Voice synthesis settings. See Input Parameters below.
aggregate_sentences
bool
default:"True"
Whether to aggregate text by sentences before TTS. When True, each sentence is sent separately for lower latency; when False, larger text chunks are batched for more natural flow at the cost of higher latency.

Input Parameters

Synthesis settings passed via the params constructor argument using VoiceAiTTSService.InputParams(...).
ParameterTypeDefaultDescription
languageLanguageLanguage.ENTarget language. Supports en, ca, sv, es, fr, de, it, pt, pl, ru, nl.
modelstrNoneTTS model. Auto-selected based on language when not provided.
audio_formatstr"pcm"Audio output format (raw PCM).
temperaturefloat1.0Generation temperature (0.0–2.0). Higher values are more random.
top_pfloat0.8Top-p sampling (0.0–1.0).
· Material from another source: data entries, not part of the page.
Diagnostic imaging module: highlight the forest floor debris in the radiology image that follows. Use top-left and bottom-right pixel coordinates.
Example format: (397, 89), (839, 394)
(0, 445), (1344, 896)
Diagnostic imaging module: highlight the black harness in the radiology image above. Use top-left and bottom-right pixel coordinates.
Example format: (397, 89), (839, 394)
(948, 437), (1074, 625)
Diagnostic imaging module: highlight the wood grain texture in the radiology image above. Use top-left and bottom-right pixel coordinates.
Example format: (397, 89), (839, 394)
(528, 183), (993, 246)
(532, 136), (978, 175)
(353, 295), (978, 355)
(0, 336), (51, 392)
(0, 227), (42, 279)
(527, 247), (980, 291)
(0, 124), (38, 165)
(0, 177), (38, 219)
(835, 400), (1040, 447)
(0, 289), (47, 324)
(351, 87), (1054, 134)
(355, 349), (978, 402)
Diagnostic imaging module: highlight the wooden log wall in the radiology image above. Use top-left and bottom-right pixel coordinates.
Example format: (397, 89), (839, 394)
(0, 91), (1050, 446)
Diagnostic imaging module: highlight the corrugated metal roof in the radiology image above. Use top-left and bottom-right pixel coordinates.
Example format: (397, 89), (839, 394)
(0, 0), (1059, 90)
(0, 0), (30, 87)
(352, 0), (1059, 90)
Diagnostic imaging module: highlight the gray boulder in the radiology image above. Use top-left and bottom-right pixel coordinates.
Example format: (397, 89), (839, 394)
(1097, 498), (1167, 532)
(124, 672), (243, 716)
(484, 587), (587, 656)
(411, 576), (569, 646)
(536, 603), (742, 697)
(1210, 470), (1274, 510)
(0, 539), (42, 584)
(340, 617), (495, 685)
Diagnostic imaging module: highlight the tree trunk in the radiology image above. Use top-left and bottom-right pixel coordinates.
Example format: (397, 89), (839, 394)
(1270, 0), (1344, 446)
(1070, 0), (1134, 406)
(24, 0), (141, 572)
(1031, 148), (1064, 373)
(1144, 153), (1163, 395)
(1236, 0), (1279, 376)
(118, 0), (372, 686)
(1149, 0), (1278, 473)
Controls output diversity.
Available parameters and defaults are defined by the integration and the Voice.ai API. See the source repository for the authoritative, up-to-date list.

Usage

from pipecat_voice_ai import VoiceAiTTSService
from pipecat.transcriptions.language import Language

tts = VoiceAiTTSService(
    api_key="vk_your-api-key",
    voice_id="your-voice-id",  # Optional: uses default if not provided
    params=VoiceAiTTSService.InputParams(
        language=Language.EN,
        temperature=1.0,
        top_p=0.8,
    ),
)

# Add tts to your pipeline:
from pipecat.pipeline.pipeline import Pipeline

pipeline = Pipeline([
    # ... other processors ...
    tts,
    transport.output(),
])

Compatibility

Tested with Pipecat v0.0.100+. Check the source repository for the latest tested version and changelog.